On August 20, 2025, the Internal Revenue Service (IRS) released Notice 2025-44 (Notice), which announced that the Department of the Treasury (Treasury) and IRS intend to issue proposed regulations that would:
- remove the final rules (2025 final regulations) with respect to section 1503(d) “disregarded payment losses” or “DPLs”,
- modify section 1503(d) “dual consolidated loss” or “DCL” deemed ordering rules, and
- extend transition relief intended to prevent application of the Global anti-Base Erosion (GloBE) Model Rules (Pillar Two) from causing a deemed “foreign use” under the DCL rules through 2027.
For a detailed discussion of section 1503(d), see our prior alert.
The contemplated proposed regulations will have applicability dates that align with the original effective date of the DPL rules, ensuring the final DPL rules will not take effect. Taxpayers may rely on the Notice until proposed regulations are published in the Federal Register.

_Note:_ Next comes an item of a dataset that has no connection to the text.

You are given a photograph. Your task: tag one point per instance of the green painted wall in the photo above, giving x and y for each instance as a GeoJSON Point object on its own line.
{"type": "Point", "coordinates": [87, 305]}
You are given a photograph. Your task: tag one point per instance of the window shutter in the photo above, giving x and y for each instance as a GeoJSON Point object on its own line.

Key Changes Announced in the Notice
1. Removal of the DPL Rules
With the elimination of the DPL rules, the scope of the regulations under section 1503(d) will again be restricted to payments that are “regarded” for US tax purposes. Correspondingly, the anti-avoidance rule added by the 2025 final regulations that requires “appropriate adjustments” to be made with respect to transactions or business structures that are inconsistent with, or entered into with an intent to avoid, the purposes of the DCL and DPL rules will be amended to eliminate the DPL component. US businesses with disregarded foreign subsidiaries will therefore no longer have to contemplate whether operations involving those subsidiaries are inconsistent with the purpose of the DPL rules.

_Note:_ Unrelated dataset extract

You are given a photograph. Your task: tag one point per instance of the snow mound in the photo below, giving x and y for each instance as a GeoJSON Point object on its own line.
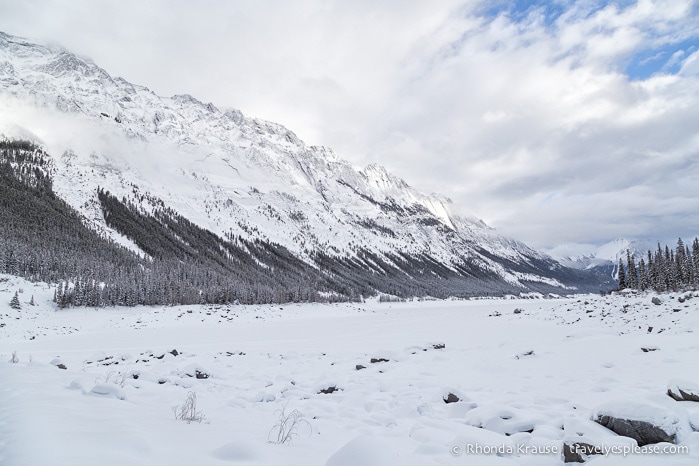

2. Modification of Deemed Ordering Rules
In addition, the 2025 final regulations modified the “deemed ordering rule” under Treas. Reg. § 1.1503(d)-3(c)(3) to coordinate the application of the DCL rules and the DPL rules by applying them separately, such that “foreign use” is determined only with respect to regarded separate unit income, in the case of a DCL, and with respect to disregarded payment income, in the case of a DPL.1
Consistent with the Notice’s intent to fully eliminate the DPL rules, the modifications to the deemed ordering rule that separated the determination of “foreign use” for DCL and DPL purposes will be withdrawn.
3. Extension of Transition Relief on Application of DCL Rules to GloBE Model Rules
The Notice further extends the transition relief in Prop. Treas. Reg. § 1.1503(d)-8(b)(12), which provides that a “foreign use” for purposes of the DCL rules is not considered to occur as a result of the application of a qualified domestic minimum top-up tax (QDMTT) or an income inclusion rule (IIR) solely because all or a portion of the deductions or losses that comprise the DCL are taken into account in determining the net income for a jurisdiction or whether a safe harbor applies for a jurisdiction.

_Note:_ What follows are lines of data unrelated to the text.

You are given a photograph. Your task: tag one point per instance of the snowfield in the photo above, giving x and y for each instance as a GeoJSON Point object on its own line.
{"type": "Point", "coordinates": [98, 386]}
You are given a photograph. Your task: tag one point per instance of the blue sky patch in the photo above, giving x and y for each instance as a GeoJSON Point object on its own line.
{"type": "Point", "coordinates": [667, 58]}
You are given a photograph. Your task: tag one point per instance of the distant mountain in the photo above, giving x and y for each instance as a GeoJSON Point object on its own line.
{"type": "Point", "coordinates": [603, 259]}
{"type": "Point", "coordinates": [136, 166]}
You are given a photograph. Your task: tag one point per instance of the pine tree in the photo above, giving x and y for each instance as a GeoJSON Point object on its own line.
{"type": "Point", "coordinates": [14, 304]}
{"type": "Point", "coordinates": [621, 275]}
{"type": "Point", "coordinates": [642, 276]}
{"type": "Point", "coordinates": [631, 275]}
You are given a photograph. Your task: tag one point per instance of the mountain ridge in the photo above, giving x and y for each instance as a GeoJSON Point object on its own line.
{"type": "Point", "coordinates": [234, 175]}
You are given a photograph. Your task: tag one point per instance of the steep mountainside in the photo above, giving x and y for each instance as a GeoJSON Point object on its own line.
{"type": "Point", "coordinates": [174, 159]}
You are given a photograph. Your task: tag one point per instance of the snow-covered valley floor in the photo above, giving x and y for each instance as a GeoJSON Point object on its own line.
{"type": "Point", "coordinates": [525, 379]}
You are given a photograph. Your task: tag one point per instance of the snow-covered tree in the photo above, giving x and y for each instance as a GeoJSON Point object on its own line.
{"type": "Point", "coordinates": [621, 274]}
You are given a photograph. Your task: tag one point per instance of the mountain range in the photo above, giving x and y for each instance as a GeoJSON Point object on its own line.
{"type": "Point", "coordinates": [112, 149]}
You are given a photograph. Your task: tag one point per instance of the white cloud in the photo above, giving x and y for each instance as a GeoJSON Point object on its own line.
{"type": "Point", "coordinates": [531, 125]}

The transition relief announced in connection with issuance of the 2025 final regulations would have applied with respect to any DCL incurred in a taxable year beginning before August 31, 2025. The Notice recognized an extension was appropriate to allow for further consideration of comments received in response to the 2024 proposed regulations, developments at the OECD, and to provide taxpayers more certainty. The Notice extends the transition relief through 2027 (i.e., with respect to DCLs incurred in taxable years beginning before January 1, 2028).
The OECD recently announced forthcoming proposed changes to the GloBE Model Rules that would treat the US tax system as operating side-by-side Pillar Two, such that US companies could be exempt from Pillar Two. However, the proposed safe harbor has yet to be published, and until it is relief will be required.
Continued Study of Certain Issues
Treasury and IRS stated in the Notice that they will continue to study certain issues with respect to the DCL rules. Treasury and IRS have requested comments regarding potential revisions, taking into account administrability concerns, to the “all or nothing” principle, which currently requires total disallowance of a DCL for US federal income tax purposes, even if the loss is only partially allowed in a foreign jurisdiction. That Treasury and IRS are considering modifications to this rule is welcome, as the current rule creates a cliff effect inconsistent with principles of tax fairness.
Treasury and IRS also requested comments regarding how disregarded items should be taken into account for purposes of the DCL rules, and proposed, for example, doing so in a manner similar to the foreign branch category income rules under section 904 and the regulations thereunder – specifically referencing Treas. Reg. § 1.904-4(f) (regarding categorizing a taxpayer’s income for purposes of computing the foreign tax credit limitation).
Comments on both issues are requested by October 21, 2025.
1 These modifications were intended to clarify the deemed ordering rule set forth at Treas. Reg. § 1.1503(d)-3(c) consistent with the intent of the 2024 proposed regulations. See Preamble to the 2025 final regulations, 90 Fed. Reg. at 3011–3012.